Where they might be struggling is with a sense of positivity. Corbyn and McDonnell are relying on a disciplined negative narrative to warn those voters who might be flirting with voting Conservative and changing the habit of a lifetime. With an ever-increasing number of floating voters or ‘don’t knows’, it will be interesting to see how this prevailing theme of negativity helps Labour retain key seats.
After a pitiful operation under Theresa May’s leadership and a meagre attempt at going digital during the 2017 General Election, the only way was up for the Conservative Party’s digital operation. It is fair to say that the Tories’ efforts online are quietly impressing, with many within the Westminster bubble showering praise on the new machine.
The speed at which content is being generated on a daily basis is noteworthy. Graphics and videos of the Prime Minister in high visibility jackets and hard hats are now sprawled over the internet. Everywhere Johnson goes he is accompanied by his digital team capturing those candid moments interacting with students, staff and voters.
The traditional graphics and images of the Prime Minister campaigning are contrasted with many simple memes and emojis the central office team are giving to Cabinet Ministers to promote online. One may also point out that the tone of attack on Corbyn and his allies has altered.

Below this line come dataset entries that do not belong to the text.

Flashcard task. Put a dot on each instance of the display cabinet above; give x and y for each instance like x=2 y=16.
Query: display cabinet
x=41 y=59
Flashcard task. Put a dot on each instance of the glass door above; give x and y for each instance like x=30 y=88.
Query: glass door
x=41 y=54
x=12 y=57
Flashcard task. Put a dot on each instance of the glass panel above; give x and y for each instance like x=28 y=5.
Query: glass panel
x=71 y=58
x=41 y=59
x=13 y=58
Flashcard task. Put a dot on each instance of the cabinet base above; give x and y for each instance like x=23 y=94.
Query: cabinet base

It is ever so slightly more jovial rather than the previous go-to strategy of waging a full-blown war on the Labour leader’s past activity.

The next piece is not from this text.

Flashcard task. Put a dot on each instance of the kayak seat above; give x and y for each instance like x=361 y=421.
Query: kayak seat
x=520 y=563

As always, the Conservatives’ challenge online is numbers. There are certainly more younger Tories fighting online than there were two years ago, but they do not have anywhere near the scale of the Opposition’s activist base.
An admirable effort from the Lib Dems so far across social media. Up until the last couple of days they have maintained rigid message discipline (‘Revoke Brexit’) and have put their leader front and centre. However, with new polling suggesting that the more voters see of Swinson the less likely they are to vote for her and canvassers reportedly worried by how the Lib Dem’s landmark Brexit policy is being greeted on doorsteps expect that to change in the next few days.
What won’t change is the simple and engaging content that is being created. Much like the Conservatives, the Lib Dems appear to have reasoned that there’s no such thing as bad engagement, as they persist with widely derided short video clips of Jeremy Corbyn as a puppet and false imaginings of WhatsApp conversations between rival party leaders.
The Lib Dems might be spending most on Facebook advertisements right now – perhaps explained by their relatively small share of voice across traditional media channels – but is it enough to reverse their decreasing popularity in the polls? Should they keep it up then the next couple of weeks will be the latest fascinating case study into how effective the digital dollar is at swaying voters.